The principal question, and I presume, the only one which has occasioned any difficulty between the parties, is the claim for the allowance of interest to Mrs. Stilwell on the balances due to her from year to year.

As those balances are stated by the defendants, (and they were assumed to be correct for the purpose of the argument,) they ranged, during the minority of Mrs. Stilwell, from about $200 to nearly $700 per year. At the end of three years from the death of the testator, the aggregate of the annual balances was $966 50 ; for the next three years, their aggregate was $755 76; for the three next, $1022 96; for the three next, $1655 37. The next year was 1841, which exhibited a balance of $502 42, while that for 1842 was $1255 84. The testator directed the guardians to put the surplus income at interest on security, on real property.
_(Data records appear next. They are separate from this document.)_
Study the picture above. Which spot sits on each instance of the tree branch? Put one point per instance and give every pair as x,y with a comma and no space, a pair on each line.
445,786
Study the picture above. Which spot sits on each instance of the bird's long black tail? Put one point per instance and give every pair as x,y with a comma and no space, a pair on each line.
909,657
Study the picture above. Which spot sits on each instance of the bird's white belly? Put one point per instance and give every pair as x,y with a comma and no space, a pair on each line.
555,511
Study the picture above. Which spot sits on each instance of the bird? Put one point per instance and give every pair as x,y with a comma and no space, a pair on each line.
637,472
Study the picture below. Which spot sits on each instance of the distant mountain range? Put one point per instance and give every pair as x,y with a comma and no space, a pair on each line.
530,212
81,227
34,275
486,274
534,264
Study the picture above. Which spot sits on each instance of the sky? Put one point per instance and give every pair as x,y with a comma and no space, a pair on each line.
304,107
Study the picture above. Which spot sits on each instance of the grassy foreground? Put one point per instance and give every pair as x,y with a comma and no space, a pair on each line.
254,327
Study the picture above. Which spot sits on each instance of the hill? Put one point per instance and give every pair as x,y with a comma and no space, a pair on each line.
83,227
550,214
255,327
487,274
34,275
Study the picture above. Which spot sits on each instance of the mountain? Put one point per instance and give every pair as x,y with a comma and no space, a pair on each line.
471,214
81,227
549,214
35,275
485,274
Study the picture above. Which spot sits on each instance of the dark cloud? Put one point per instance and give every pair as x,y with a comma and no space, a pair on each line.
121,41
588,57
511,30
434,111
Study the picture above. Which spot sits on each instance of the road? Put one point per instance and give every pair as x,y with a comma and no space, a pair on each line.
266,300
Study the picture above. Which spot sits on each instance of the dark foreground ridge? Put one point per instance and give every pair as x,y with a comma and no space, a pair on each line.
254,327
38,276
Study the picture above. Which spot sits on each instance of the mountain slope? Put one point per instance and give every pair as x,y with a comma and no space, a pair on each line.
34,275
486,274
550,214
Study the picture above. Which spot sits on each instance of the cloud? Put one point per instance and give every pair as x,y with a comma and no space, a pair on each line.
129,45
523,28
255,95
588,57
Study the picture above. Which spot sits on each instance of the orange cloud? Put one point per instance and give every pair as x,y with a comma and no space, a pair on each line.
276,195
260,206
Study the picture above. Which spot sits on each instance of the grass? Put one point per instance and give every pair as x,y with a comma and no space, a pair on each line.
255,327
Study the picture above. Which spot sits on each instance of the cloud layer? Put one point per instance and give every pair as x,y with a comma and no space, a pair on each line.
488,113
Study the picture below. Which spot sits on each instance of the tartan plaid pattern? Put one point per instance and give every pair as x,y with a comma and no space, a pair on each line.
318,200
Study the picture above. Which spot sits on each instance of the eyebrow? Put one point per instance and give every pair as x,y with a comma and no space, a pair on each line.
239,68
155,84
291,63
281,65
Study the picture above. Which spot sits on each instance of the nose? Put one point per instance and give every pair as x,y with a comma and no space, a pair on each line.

In the management of the estate which was adopted, the annual income came into the hands of W. B. Skidmore, about the close of each year. He kept no separate bank account, but deposited the monies of the estate with his own. He probably kept a good bank account, and was always prepared to meet any of the usual requisitions on behalf of the estate of Mr. Norsworthy, or of his family, from time to time. He was a merchant in active business.

He denies that he used any of the money in speculations, or that he used it constantly in his business. By omitting to deny that he used it in his business, he admits that allegation of the bill.

On the other hand, there was but one mode of investment authorized by the will. And the early balances were so small, [404]*404that proper investments, in that mode were not often afforded. There is no testimony to show that any suitable investment on the security of real estate, was ever brought to his notice, or that he ever declined to make a loan of the money on mortgage. These are the facts bearing upon the point of interest.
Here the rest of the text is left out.